Caltech Library logo

USAGE

reldate [OPTIONS] [TIME_DESCRPTION]

SYNOPSIS

reldate is a small command line utility which returns the relative date in YYYY-MM-DD format. This is helpful when scripting various time relationships. The difference in time returned are determined by the time increments provided.

Time increments are a positive or negative integer. Time unit can be either day(s), week(s), month(s), or year(s). Weekday names are case insentive (e.g. Monday and monday). They can be abbreviated to the first three letters of the name, e.g. Sunday can be Sun, Monday can be Mon, Tuesday can be Tue, Wednesday can be Wed, Thursday can be Thu, Friday can be Fri or Saturday can be Sat.

OPTIONS

	-e	Display the end of month day. E.g. 2012-02-29
	-end-of-month	Display the end of month day. E.g. 2012-02-29
	-f	Date the relative time is calculated from.
	-from	Date the relative time is calculated from.
	-h	display help
	-help	display help
	-l	display license
	-license	display license
	-v	display version
	-version	display version

EXAMPLES

If today was 2014-08-03 and you wanted the date three days in the past try–

    reldate 3 days

The output would be “2014-08-06”

TIME UNITS

Supported time units are

Specifying a date to calucate from

reldate handles dates in the YYYY-MM-DD format (e.g. March 1, 2014 would be 2014-03-01). By default reldate uses today as the date to calculate relative time from. If you use the –from option you can it will calculate the relative date from that specific date.

   reldate --from=2014-08-03 3 days

Will yield “2014-08-06”

NEGATIVE INCREMENTS

Command line arguments traditionally start with a dash which we also use to denote a nagative number. To tell the command line process that to not treat negative numbers as an “option” preceed your time increment and time unit with a double dash.
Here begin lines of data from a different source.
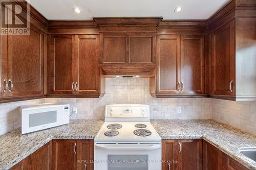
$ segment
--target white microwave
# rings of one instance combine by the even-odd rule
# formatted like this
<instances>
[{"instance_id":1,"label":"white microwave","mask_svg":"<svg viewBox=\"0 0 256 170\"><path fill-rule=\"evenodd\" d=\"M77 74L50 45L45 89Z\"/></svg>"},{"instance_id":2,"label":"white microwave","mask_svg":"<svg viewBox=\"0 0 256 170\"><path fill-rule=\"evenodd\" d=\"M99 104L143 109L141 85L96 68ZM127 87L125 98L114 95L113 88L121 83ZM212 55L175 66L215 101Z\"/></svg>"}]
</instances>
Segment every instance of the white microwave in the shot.
<instances>
[{"instance_id":1,"label":"white microwave","mask_svg":"<svg viewBox=\"0 0 256 170\"><path fill-rule=\"evenodd\" d=\"M20 112L23 134L69 123L69 104L20 106Z\"/></svg>"}]
</instances>

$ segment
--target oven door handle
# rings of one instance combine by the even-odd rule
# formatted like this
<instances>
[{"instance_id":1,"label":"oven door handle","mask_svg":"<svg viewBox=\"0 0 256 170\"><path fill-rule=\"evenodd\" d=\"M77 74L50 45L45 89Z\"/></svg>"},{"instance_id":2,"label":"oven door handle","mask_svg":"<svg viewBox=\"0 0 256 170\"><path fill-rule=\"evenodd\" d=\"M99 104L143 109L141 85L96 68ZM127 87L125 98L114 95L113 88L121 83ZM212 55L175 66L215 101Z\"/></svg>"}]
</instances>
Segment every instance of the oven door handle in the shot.
<instances>
[{"instance_id":1,"label":"oven door handle","mask_svg":"<svg viewBox=\"0 0 256 170\"><path fill-rule=\"evenodd\" d=\"M152 144L149 146L143 146L143 144L137 144L135 146L123 146L122 144L117 144L115 145L112 144L111 146L105 144L95 144L94 145L96 148L99 149L112 151L149 151L161 149L161 144L160 143Z\"/></svg>"}]
</instances>

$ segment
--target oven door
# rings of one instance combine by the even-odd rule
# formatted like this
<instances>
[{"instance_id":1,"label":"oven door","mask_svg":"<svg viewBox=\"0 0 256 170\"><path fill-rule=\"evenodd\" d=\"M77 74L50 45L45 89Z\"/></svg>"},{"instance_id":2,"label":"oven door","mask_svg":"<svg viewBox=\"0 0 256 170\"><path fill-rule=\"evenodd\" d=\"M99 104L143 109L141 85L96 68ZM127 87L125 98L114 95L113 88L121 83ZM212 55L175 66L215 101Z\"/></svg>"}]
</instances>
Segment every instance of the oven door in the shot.
<instances>
[{"instance_id":1,"label":"oven door","mask_svg":"<svg viewBox=\"0 0 256 170\"><path fill-rule=\"evenodd\" d=\"M160 170L161 143L95 143L94 161L94 170Z\"/></svg>"}]
</instances>

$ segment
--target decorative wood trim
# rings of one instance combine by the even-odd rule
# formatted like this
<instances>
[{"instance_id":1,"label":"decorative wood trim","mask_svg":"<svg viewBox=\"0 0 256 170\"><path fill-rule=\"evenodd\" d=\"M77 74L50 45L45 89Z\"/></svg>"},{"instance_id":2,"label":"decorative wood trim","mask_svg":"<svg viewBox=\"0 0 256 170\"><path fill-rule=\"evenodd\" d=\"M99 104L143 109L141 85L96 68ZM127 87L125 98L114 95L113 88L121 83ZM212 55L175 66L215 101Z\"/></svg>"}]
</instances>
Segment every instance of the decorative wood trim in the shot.
<instances>
[{"instance_id":1,"label":"decorative wood trim","mask_svg":"<svg viewBox=\"0 0 256 170\"><path fill-rule=\"evenodd\" d=\"M101 94L49 94L46 98L99 98L103 96L105 93Z\"/></svg>"},{"instance_id":2,"label":"decorative wood trim","mask_svg":"<svg viewBox=\"0 0 256 170\"><path fill-rule=\"evenodd\" d=\"M29 100L33 100L46 98L46 94L38 94L33 95L23 95L19 96L12 96L6 98L0 98L0 103L13 102Z\"/></svg>"},{"instance_id":3,"label":"decorative wood trim","mask_svg":"<svg viewBox=\"0 0 256 170\"><path fill-rule=\"evenodd\" d=\"M103 64L99 65L103 75L150 75L156 67L155 64Z\"/></svg>"},{"instance_id":4,"label":"decorative wood trim","mask_svg":"<svg viewBox=\"0 0 256 170\"><path fill-rule=\"evenodd\" d=\"M151 96L156 98L208 98L207 94L155 94L150 93Z\"/></svg>"},{"instance_id":5,"label":"decorative wood trim","mask_svg":"<svg viewBox=\"0 0 256 170\"><path fill-rule=\"evenodd\" d=\"M157 27L162 17L93 17L97 25L102 26Z\"/></svg>"}]
</instances>

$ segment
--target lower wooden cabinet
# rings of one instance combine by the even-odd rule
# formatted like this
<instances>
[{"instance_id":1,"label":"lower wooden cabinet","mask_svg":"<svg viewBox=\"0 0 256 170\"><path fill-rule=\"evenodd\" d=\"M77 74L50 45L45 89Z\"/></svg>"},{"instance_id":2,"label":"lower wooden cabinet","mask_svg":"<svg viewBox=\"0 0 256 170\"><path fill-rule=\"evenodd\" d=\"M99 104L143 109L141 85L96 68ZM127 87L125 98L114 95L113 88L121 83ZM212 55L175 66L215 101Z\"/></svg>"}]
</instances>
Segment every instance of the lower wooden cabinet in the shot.
<instances>
[{"instance_id":1,"label":"lower wooden cabinet","mask_svg":"<svg viewBox=\"0 0 256 170\"><path fill-rule=\"evenodd\" d=\"M52 169L52 141L45 144L28 157L29 170Z\"/></svg>"},{"instance_id":2,"label":"lower wooden cabinet","mask_svg":"<svg viewBox=\"0 0 256 170\"><path fill-rule=\"evenodd\" d=\"M248 169L223 153L223 170L247 170Z\"/></svg>"},{"instance_id":3,"label":"lower wooden cabinet","mask_svg":"<svg viewBox=\"0 0 256 170\"><path fill-rule=\"evenodd\" d=\"M53 170L93 170L93 140L53 140Z\"/></svg>"},{"instance_id":4,"label":"lower wooden cabinet","mask_svg":"<svg viewBox=\"0 0 256 170\"><path fill-rule=\"evenodd\" d=\"M163 140L162 169L202 169L202 139Z\"/></svg>"},{"instance_id":5,"label":"lower wooden cabinet","mask_svg":"<svg viewBox=\"0 0 256 170\"><path fill-rule=\"evenodd\" d=\"M52 141L50 141L10 169L52 169Z\"/></svg>"},{"instance_id":6,"label":"lower wooden cabinet","mask_svg":"<svg viewBox=\"0 0 256 170\"><path fill-rule=\"evenodd\" d=\"M204 170L222 169L222 152L205 141L203 142Z\"/></svg>"}]
</instances>

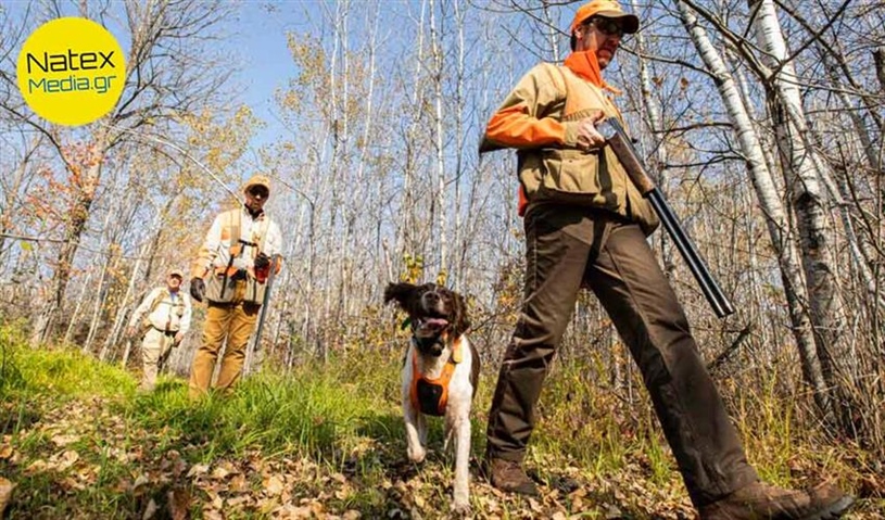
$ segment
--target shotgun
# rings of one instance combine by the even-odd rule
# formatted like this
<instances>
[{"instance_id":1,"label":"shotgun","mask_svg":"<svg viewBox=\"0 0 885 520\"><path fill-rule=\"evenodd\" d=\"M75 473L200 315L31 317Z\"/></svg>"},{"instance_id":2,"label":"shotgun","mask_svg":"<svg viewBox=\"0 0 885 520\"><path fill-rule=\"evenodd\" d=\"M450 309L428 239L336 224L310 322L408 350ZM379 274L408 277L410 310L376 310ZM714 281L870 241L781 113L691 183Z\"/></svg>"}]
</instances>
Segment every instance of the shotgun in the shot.
<instances>
[{"instance_id":1,"label":"shotgun","mask_svg":"<svg viewBox=\"0 0 885 520\"><path fill-rule=\"evenodd\" d=\"M654 207L655 213L658 214L658 218L660 218L665 229L667 229L667 233L670 234L670 238L675 242L677 249L679 249L680 254L682 254L682 258L688 264L688 268L692 269L692 275L694 275L695 280L697 280L697 283L700 286L704 296L706 296L707 302L710 303L716 315L720 318L724 318L733 314L734 306L722 292L719 283L716 282L716 279L710 274L710 269L707 268L707 264L704 263L694 242L692 242L692 239L688 238L685 229L683 229L679 223L670 204L667 203L663 194L648 176L645 166L640 160L640 155L633 148L633 141L627 135L620 122L615 117L609 117L597 123L596 130L603 135L606 143L611 147L615 155L618 156L624 170L627 170L627 175L630 177L633 186L640 190L642 196L648 199L648 202L652 203L652 207Z\"/></svg>"},{"instance_id":2,"label":"shotgun","mask_svg":"<svg viewBox=\"0 0 885 520\"><path fill-rule=\"evenodd\" d=\"M270 303L270 289L274 287L274 278L276 278L277 264L280 262L282 255L275 254L270 257L270 271L267 274L267 282L264 288L264 301L262 302L262 312L258 314L258 325L255 327L255 343L254 350L258 352L262 347L262 329L264 328L264 319L267 317L267 306Z\"/></svg>"}]
</instances>

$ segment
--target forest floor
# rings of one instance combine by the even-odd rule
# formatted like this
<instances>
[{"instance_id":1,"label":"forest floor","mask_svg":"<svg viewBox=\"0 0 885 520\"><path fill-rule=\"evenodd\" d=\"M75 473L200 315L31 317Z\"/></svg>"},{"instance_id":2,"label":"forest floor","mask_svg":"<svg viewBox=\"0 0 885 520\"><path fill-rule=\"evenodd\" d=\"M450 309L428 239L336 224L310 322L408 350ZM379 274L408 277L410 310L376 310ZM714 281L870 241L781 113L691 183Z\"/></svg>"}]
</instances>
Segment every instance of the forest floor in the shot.
<instances>
[{"instance_id":1,"label":"forest floor","mask_svg":"<svg viewBox=\"0 0 885 520\"><path fill-rule=\"evenodd\" d=\"M408 462L395 380L365 388L304 370L194 403L181 379L140 394L137 373L77 353L4 348L2 362L0 518L455 517L441 422L428 459ZM528 459L541 496L500 493L477 474L484 409L473 414L468 517L695 518L669 453L648 442L578 462L542 435ZM838 479L862 497L848 518L885 518L885 478L863 454L754 462L789 485Z\"/></svg>"}]
</instances>

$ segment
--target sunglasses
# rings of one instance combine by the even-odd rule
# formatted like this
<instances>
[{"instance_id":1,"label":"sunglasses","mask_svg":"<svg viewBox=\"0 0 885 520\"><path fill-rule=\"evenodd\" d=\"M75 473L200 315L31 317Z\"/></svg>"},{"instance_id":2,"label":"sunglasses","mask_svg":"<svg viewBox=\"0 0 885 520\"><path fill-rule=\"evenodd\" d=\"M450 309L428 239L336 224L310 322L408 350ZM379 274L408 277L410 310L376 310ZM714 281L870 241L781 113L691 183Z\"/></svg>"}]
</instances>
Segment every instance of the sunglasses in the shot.
<instances>
[{"instance_id":1,"label":"sunglasses","mask_svg":"<svg viewBox=\"0 0 885 520\"><path fill-rule=\"evenodd\" d=\"M254 188L250 188L248 193L252 196L260 196L262 199L267 199L267 196L270 194L267 188L262 188L257 186Z\"/></svg>"},{"instance_id":2,"label":"sunglasses","mask_svg":"<svg viewBox=\"0 0 885 520\"><path fill-rule=\"evenodd\" d=\"M617 36L619 38L623 38L623 25L620 22L611 20L611 18L604 18L604 17L594 17L591 18L590 22L593 24L596 29L606 35L606 36Z\"/></svg>"}]
</instances>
    reldate --from=2014-08-03 -- -3 days

Will yield “2014-07-31”

RELATIVE WEEK DAYS

You can calculate a date from a weekday name (e.g. Saturday, Monday, Tuesday) knowning a day (e.g. 2015-02-10 or the current date of the week) occuring in a week. A common case would be wanting to figure out the Monday date of a week containing 2015-02-10. The week is presumed to start on Sunday (i.e. 0) and finish with Saturday (e.g. 6).

    reldate --from=2015-02-10 Monday

will yeild “2015-02-09”

As that is the Monday of the week containing 2015-02-10. Weekday names case insensitive and can be the first three letters of the English names or full English names (e.g. Monday, monday, Mon, mon).